Examples of Shannon information "codes"?

I don’t know what the definition of a shannon information code is, but have you ever considered that Fraunhofer lines are effectively like barcodes in light? These lines can be used to infer the elemental composition of shining objects from across the width of the observable universe. I’ve been told by physicists that the existence of Fraunhofer lines in the electromagnetic spectrum can be predicted by quantum mechanics, and their locations in the spectrum calculated from first principles.

This would then seem to be a sort of “code” that originates the the properties of atoms, or perhaps more correctly in the quantum mechanical laws that describe them.

1 Like

Shannon information is just a property of random variables: you need a sample space (often a set of strings) and a probability distribution. Modeling something with a causal relation does not need probabilities so I think the example of inferring composition from Fraunhofer lines is not on its own a candidate for Shannon info analysis.

However, we can often introduce probabilities in situations when there is random noise between two variables which we take to have an underlying causal relation. For example, in neuroscience, we can see how effective neural spike trains model external stimuli by using the mutual (Shannon) information of their two probability distributions as estimated by repeated sampling from response to same stimulus. This approach separates correlation of response with stimulus (correlation in the MI sense) from the inherent noise in stimulus and response taken separately.

1 Like

The OP uses the term “Shannon information codes”. There is a specific technical meaning for the term “Shannon code”. It is the encoding of the input messages which produces maximum possible compression after taking into account the probability of each message.

Morse code is an attempt at that, but it only looks at messages of length one (ie English letters). Huffman coding is the modern formalization of that idea of optimal single symbol-based compression.

Fully optimal codes require one to look at the entire message. In practice, this is done by looking at probabilities of pairs of letters, then triplets, then whole words, etc. Shannon considers such Markov modeling in his paper.

Modern compression algorithms like LZW build tables of the most frequent subsequences in a given input string and code them as shorter sequences; this effectively gives the most frequent substrings the shortest encoding, which is the basic idea in Shannon coding. LZ type coding is one of the compression techniques used in Zip compression.

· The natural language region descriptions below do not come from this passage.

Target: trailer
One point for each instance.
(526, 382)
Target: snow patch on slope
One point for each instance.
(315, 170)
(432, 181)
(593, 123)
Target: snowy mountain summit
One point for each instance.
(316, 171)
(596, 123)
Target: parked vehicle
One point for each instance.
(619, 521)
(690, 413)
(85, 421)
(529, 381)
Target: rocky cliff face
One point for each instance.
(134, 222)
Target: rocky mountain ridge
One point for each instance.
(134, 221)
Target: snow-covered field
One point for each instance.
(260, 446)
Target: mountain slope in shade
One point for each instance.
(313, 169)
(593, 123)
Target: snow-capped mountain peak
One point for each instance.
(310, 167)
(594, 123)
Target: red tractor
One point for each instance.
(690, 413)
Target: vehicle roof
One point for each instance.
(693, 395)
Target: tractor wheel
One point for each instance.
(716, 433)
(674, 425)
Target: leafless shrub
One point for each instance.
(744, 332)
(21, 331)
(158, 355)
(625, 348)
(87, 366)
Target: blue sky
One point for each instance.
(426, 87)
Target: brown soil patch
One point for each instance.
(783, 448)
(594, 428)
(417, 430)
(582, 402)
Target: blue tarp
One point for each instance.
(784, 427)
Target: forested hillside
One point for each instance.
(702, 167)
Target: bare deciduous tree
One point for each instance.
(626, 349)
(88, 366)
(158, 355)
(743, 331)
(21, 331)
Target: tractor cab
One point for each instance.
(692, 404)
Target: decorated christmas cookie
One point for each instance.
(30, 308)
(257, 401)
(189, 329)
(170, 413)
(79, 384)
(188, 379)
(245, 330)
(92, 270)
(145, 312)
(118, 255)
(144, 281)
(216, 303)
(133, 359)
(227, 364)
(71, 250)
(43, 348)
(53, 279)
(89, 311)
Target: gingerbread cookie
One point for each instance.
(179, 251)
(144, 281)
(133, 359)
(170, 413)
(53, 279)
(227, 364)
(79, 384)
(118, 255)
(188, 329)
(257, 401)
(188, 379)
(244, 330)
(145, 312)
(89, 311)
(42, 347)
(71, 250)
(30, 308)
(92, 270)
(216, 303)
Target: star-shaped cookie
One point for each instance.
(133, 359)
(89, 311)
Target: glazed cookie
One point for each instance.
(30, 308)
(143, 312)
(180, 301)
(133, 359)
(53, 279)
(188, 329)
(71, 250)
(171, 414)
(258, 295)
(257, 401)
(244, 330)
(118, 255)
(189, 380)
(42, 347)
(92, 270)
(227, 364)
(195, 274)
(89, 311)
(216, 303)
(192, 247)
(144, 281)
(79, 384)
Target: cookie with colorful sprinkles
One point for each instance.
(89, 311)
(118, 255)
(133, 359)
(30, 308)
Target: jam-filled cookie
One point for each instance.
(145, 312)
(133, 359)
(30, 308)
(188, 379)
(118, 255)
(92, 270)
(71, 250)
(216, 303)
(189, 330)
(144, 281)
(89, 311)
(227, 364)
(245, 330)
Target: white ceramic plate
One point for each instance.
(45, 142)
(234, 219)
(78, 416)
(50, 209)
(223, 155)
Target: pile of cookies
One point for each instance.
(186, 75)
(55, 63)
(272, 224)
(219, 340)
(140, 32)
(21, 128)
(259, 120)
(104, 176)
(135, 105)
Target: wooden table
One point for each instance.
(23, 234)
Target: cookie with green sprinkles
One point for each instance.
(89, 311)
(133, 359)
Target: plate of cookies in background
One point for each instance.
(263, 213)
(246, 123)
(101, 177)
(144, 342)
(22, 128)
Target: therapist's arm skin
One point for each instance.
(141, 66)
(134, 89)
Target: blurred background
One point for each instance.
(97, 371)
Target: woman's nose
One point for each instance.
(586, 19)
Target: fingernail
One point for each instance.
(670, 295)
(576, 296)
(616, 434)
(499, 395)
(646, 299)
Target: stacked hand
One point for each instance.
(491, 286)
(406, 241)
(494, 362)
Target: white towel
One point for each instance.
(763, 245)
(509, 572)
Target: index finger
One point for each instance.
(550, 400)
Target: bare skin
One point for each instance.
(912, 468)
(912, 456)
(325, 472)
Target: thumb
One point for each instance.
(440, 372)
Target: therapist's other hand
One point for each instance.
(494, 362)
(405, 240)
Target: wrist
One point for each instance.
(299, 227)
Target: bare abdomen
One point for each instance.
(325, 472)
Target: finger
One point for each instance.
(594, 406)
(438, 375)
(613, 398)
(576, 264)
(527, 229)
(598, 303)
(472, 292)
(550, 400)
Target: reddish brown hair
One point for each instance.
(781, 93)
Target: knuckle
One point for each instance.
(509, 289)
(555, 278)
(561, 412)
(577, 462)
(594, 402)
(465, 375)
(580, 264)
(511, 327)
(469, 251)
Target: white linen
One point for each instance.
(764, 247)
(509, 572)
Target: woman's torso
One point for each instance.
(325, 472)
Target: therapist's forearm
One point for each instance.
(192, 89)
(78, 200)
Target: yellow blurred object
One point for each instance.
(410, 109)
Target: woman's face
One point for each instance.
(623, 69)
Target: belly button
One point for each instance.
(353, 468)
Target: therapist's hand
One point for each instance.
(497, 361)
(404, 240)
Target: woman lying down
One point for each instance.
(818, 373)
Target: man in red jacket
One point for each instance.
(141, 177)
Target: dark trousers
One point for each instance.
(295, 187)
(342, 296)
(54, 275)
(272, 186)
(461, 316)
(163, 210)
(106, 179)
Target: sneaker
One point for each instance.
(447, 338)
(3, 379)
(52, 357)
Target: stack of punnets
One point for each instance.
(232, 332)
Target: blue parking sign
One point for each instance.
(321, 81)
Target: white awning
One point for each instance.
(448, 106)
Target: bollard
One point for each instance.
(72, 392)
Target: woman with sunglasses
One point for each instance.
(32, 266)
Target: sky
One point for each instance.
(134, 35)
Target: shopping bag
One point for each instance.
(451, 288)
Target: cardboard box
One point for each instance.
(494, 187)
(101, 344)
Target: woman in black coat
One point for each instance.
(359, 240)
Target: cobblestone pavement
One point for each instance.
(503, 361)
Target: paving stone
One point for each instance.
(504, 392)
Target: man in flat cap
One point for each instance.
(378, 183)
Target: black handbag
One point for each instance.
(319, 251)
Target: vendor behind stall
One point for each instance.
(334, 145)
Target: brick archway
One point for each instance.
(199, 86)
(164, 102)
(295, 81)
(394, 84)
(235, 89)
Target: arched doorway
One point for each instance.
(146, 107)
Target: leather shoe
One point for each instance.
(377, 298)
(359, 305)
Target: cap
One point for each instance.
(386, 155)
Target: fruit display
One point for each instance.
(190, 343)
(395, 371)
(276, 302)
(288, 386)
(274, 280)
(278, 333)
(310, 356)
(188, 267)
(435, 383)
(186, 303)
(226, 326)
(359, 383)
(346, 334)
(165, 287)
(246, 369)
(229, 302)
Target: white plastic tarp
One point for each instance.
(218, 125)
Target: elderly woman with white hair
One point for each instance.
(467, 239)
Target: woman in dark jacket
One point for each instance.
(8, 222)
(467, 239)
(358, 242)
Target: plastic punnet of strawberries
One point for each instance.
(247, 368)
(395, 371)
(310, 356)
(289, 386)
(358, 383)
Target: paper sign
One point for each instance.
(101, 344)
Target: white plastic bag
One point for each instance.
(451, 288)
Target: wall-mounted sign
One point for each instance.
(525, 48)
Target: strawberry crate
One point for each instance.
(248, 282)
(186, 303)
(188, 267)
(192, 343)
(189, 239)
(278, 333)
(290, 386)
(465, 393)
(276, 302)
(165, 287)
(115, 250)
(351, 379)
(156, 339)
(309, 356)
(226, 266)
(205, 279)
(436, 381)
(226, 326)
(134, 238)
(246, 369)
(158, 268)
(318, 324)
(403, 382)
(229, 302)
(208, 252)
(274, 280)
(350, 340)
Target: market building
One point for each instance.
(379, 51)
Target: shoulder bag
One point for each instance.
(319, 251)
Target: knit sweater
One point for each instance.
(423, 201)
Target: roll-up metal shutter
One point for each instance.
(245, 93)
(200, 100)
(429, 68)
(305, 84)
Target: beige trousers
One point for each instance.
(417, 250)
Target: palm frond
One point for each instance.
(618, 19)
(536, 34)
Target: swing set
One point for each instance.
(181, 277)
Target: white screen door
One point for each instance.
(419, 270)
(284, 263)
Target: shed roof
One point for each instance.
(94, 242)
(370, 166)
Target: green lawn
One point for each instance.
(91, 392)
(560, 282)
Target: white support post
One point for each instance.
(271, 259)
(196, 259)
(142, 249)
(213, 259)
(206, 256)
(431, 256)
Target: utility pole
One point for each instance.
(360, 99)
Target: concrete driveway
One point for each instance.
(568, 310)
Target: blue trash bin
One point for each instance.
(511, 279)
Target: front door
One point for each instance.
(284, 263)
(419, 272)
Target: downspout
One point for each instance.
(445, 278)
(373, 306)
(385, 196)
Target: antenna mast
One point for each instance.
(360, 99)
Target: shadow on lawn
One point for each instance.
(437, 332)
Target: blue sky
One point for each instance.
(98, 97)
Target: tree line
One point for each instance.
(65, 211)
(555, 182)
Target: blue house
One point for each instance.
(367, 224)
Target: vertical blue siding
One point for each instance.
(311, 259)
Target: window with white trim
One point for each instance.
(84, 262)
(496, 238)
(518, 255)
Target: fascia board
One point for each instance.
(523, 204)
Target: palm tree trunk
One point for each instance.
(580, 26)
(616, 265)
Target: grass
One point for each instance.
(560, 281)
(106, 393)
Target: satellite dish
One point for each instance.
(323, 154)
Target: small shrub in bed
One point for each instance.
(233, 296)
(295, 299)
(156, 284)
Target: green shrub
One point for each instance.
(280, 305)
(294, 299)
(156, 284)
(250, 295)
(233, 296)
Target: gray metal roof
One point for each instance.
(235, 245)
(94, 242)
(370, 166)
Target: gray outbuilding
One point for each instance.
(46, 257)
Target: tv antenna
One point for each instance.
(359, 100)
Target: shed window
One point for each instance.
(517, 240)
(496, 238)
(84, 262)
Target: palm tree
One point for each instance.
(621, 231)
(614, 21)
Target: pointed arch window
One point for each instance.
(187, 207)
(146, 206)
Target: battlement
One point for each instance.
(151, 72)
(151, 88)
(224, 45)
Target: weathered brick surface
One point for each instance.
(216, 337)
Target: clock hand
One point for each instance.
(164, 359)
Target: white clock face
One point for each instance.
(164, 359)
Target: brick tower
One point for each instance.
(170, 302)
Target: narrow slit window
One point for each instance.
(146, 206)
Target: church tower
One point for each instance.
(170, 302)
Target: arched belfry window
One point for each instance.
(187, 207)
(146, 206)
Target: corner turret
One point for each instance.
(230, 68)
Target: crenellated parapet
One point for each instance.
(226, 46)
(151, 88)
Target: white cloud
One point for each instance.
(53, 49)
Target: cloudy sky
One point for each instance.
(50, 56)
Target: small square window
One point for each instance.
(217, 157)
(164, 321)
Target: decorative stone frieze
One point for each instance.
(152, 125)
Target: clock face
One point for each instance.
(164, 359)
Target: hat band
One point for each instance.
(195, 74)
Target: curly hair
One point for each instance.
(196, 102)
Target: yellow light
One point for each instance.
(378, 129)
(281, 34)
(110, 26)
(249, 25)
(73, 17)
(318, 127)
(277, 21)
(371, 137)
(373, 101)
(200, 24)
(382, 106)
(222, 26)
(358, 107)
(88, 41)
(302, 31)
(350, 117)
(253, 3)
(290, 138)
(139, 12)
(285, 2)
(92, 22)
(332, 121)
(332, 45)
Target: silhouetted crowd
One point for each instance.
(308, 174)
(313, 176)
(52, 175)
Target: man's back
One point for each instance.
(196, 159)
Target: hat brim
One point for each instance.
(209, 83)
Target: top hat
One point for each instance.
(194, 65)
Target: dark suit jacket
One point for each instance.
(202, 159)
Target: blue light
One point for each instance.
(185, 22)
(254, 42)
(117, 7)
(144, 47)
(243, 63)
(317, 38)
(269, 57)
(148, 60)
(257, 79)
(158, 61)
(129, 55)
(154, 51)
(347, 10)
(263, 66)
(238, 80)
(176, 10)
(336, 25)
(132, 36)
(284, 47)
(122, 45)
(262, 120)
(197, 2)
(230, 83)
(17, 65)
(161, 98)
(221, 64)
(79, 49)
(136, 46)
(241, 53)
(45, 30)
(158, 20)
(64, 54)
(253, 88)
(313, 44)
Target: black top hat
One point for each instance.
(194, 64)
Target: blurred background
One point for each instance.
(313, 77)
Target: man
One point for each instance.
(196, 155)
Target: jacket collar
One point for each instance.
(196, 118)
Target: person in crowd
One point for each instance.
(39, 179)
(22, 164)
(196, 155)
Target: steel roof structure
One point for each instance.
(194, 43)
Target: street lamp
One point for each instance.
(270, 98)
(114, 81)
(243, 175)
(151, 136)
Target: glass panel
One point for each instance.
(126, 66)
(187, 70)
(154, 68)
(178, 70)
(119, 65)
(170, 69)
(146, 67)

(As an aside, as I read the posts by the OP, they still assume the everyday usage of information as referring to human meaning and incremental knowledge. The OP does not address Shannon’s technical usage of ‘information’, which is a property of the probability distribution of random variables. Specifically, Shannon’s technical definitions relate to -log2 p(i) and the expected value of this quantity, where p(i) is the probability of message i. This assumes countably many messages so that a discrete distribution suffices.)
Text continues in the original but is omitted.